The Task

It is usually the case that you can consider the training data to be exemplars of correct answers and so points that are similar to a training data point might reasonably be assumed to have the same output value as that training data point. We'll call the following the Rule of Similarity:

if f(x) -> y then f(z) -> y for z near x.

As practicianers we have several choices to make. 1) what points to we pick? and 2) what do we mean by distance? In the first case, we have some tools we have discussed already for picking points. SVMs, for instance, try to pick points along the boundaries know to delineate different values of y. If the dimensions are somewhat large and we don't have a lot of training points or the boundary is very non-linear then perhaps we just use all the training points. If we have too many dimensions then we can try to reduce the dimensions with PCA first and then use K nearest neighbor (KNN).

For distance we want a meaningful distance where the the Rule of Similarity holds. For the KD-Tree algorithm we will want a true distance measure in which the Triangle Inequality holds. The "go to" distance measure is Euclidean distance which is in the family of Lebesgue norms or Lp norms or just p-norms. These norms range from taxi cab distance to the max of the magnitude of all distances. The similarity measure BC or Bhattacharyya coefficient can be used to create a distance measure: sqrt(1 - BC(x, y)) where x and y are vectors. Angular Distance function may have an application for some problem you are trying to solve in that is computes the angle between two points measured at the origin you chose. This may be particularly useful in higher dimensional space where Lp Norms tragically lose useful meaning.

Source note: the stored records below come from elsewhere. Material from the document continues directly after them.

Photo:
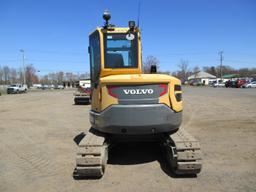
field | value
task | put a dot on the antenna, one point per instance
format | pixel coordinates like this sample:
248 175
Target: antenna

Implement a C++ program called kdtree using the matrix library trick shown in class where you create a tree of row vectors in a matrix by sorting subsets of rows in a specific columns. The result is a kdtree in a matrix. The algorithm is the same as but the tree is built by just reordering the rows of the matrix. Each parent node is discovered as a middle (median) between the two halves of the data when the data is sorted on a feature column. The tree begins by being sorted in column 1 (for a labeled matrix). Then the middle point is chosen and the data above and below that middle point is then sorted on column 2. Those halves are then split and the data above and below that midpoint are sorted on column 3 etc. This builds the equivalent of the KD-Tree. Now the kdtree algorithm is simply the C++ version of but using this tree-in-a-matrix data structure instead of lists and dictionaries. Turns out to be fairly efficient and easy to implement.

Things to watch out for:

  • In labeled matrices like what we have for the color data uses the first column to label the rows. See the matrix library for details. Be sure you don't use column 0 as the key in distance or sorting when creating the KDTree. But be sure you use the default that maintains the label with each row.
  • Use only the latest matrix library (version 2.5 or later). Earlier ones have a bug in the column sort routine or may not even have the column sort routine.
  • I will put in some output lines in the official answer to help you see what you are expected to do. Those lines in the output count. Be sure to leave them in for testing.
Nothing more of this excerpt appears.